Source code in src/apps/core/models/legacy_compatibility.py
def regex(path: str):
    """Escape [ and ] and compile into regex."""
    return re.compile(add_escapes(path))

LegacyCompatibility#

Helper class for legacy dataset compatibility checks.

Source code in src/apps/core/models/legacy_compatibility.py
class LegacyCompatibility:
    """Helper class for legacy dataset compatibility checks."""

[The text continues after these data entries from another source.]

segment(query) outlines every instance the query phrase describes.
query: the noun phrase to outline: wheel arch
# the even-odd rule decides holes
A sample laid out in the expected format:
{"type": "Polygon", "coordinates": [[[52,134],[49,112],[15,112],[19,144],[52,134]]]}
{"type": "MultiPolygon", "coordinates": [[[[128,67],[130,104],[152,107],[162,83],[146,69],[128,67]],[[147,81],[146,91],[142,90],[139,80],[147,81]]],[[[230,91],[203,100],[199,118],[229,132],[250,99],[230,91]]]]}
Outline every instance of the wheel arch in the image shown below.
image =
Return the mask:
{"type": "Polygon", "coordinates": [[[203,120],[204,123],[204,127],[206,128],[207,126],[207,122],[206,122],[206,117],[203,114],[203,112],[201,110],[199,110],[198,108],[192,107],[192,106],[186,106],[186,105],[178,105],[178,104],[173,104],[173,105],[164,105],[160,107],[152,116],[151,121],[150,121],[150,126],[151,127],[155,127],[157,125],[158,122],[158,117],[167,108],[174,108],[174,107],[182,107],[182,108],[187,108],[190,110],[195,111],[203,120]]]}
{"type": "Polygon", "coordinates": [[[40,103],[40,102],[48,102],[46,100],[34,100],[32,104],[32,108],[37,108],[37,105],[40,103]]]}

    def __init__(self, legacy_dataset: LegacyDataset) -> None:
        self.legacy_dataset = legacy_dataset

    ignored_migration_errors = {
        "dictionary_item_added": [
            "root['date_deprecated']",
            "root['date_removed']",
            "root['research_dataset']['modified']",
            "root['research_dataset']['issued']",
            "root['metadata_owner_org']",  # Missing value filled from metadata_provider_org
            regex("root['research_dataset']['language'][\\d+]['title']"),
            regex("root['research_dataset']['spatial'][\\d+]['as_wkt']"),
            # Allow adding default "notspecified" license
            regex("root['research_dataset']['access_rights']['license'][\\d+]['identifier']"),
            regex("root['research_dataset']['access_rights']['license'][\\d+]['title']"),
        ],
        "dictionary_item_removed": [
            "root['next_draft']",  # Migrating drafts to V2 not supported
            "root['draft_of']",  # Migrating drafts to V2 not supported
            "root['user_created']",
            "root['previous_dataset_version']",
            "root['next_dataset_version']",
            "root['research_dataset']['version_notes']",
            "root['research_dataset']['total_remote_resources_byte_size']",
            "root['research_dataset']['access_rights']['access_url']",
            "root['research_dataset']['files']",  # Uses separate V2 files API
            "root['research_dataset']['directories']",  # Uses separate V2 files API
            regex("root['research_dataset']['language'][\\d+]['title']['und']"),
            regex("root['research_dataset']['other_identifier'][\\d+]['old_notation']"),
            regex("root['research_dataset']['language'][\\d+]['title']['und']"),
            regex("root['research_dataset']['is_output_of'][\\d+]['homepage']"),
            regex(
                "root['research_dataset']['remote_resources'][\\d+]['has_object_characteristics']"
            ),
            regex("root['research_dataset']['remote_resources'][\\d+]['identifier']"),
            regex("root['research_dataset']['remote_resources'][\\d+]['access_url']['title']"),
            regex(
                "root['research_dataset']['remote_resources'][\\d+]['access_url']['description']"
            ),
            regex("root['research_dataset']['remote_resources'][\\d+]['download_url']['title']"),
            regex(
                "root['research_dataset']['remote_resources'][\\d+]['download_url']['description']"
            ),
            regex(".*['contributor_type']$"),
            regex(".*['contributor_role']$"),
            regex(".*['telephone']$"),
            regex(".*['definition']$"),  # remove silly definition values
            "root['contract']",  # TODO
            "root['editor_permissions']",
        ],
        "iterable_item_added": [
            regex("root['research_dataset']['spatial'][\\d+]['as_wkt'][\\d+]"),
        ],
        "values_changed": [
            regex(".*['spatial']([\\d+])?['as_wkt'][\\d+]"),
        ],
    }

    def match_ignore(self, value, ignored: list):
        for ign in ignored:
            if (isinstance(ign, str) and value == ign) or (
                isinstance(ign, re.Pattern) and ign.match(value)
            ):
                return True
        return False

    def should_ignore_removed(self, path) -> bool:
        """Allow removing None or [] dictionary values."""
        removed_value = extract(self.legacy_dataset.dataset_json, path)
        if path == "root['date_deprecated']":
            return not self.legacy_dataset.dataset_json.get("deprecated")
        elif path == "root['date_removed']":
            return not self.legacy_dataset.dataset_json.get("removed")
        elif path == "root['research_dataset']['total_files_byte_size']":
            return removed_value == 0
        if type(removed_value) is str:
            return removed_value.strip() == ""
        elif removed_value in [None, []]:
            return True
        return False

    def dot_path_to_deepdiff_path(self, path: str) -> str:
        """Convert javascript-style dot path to deepdiff style path.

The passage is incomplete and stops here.